Fresh from winning two stages at the Tirreno-Adriatico, Bora-Hansgrohe’s Sagan started Milan-San Remo as the man to beat from a quality-packed sprint field that included 2014 champion Alexander Kristoff of Team Katusha-Alpecin, 2015 winner John Degenkolb of Trek-Segafredo and Frenchman Arnaud Demare of FDJ, who stunned the field to triumph last year.
Kristoff went on to finish fourth at five seconds in arrears and at the head of a chasing bunch featuring Colombian fast man Fernando Gaviria of Quick-Step Floors, Demare, Degenkolb, Frenchman Nacer Bouhanni of Cofidis and Viviani.
Despite leaving all his rivals behind after a decisive attack on the Poggio 6km from the finish, Sagan suffered the misfortune of taking Kwiatkowski with him when the Pole counterattacked with Alaphilippe.
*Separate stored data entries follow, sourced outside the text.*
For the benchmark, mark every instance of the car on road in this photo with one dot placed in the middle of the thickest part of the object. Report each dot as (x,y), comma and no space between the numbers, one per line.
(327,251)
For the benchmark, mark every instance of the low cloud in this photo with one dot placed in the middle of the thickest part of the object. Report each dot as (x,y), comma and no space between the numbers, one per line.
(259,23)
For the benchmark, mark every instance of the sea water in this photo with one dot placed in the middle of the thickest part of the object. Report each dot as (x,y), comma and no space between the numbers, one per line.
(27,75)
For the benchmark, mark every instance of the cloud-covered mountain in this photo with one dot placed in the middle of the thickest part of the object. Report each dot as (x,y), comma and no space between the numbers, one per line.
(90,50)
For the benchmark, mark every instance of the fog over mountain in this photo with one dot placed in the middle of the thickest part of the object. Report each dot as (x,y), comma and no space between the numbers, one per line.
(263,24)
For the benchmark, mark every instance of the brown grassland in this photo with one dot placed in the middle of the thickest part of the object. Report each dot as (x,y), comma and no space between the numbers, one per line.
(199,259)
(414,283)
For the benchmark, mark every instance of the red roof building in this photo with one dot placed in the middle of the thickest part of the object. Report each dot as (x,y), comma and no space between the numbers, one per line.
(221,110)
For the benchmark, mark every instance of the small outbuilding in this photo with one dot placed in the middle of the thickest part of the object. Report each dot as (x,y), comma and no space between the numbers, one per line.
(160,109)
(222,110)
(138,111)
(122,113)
A “long” sprint on the home straight then left the Slovakian short of juice in the final meters when Kwiatkowski appeared from behind his wheel to snatch victory at the line.
“He actually made the race, but when he escaped, I knew we absolutely had to catch him,” Kwiatkowski said when asked about Sagan’s performance
Having built a decisive lead on the chasing peloton during the technical descent toward the final, flat 2km, Sagan led into the final kilometer, but the Bora-Hansgrohe rider took the risk of launching his sprint nearly 350m from the finish, giving Kwiatkowski the chance to follow his wheel and overtake him in the final meters.
The pair almost crashed as an off-balance Sagan wavered, but there was a quick handshake. Sagan and Kwiatkowski have been beating each other on and off for the best part of 10 years.
It was Sagan’s second runner-up place after his second behind Germany’s Gerald Ciolek in 2013, but in trademark fashion he brushed off the defeat.
“I’ve got used to second here, though I was expecting something different,” Sagan said. “The final went as it did. Both of them took relays with me, but I thought I had the legs to go for a long sprint. The results don’t matter. It’s important to give the fans a bit of a show.”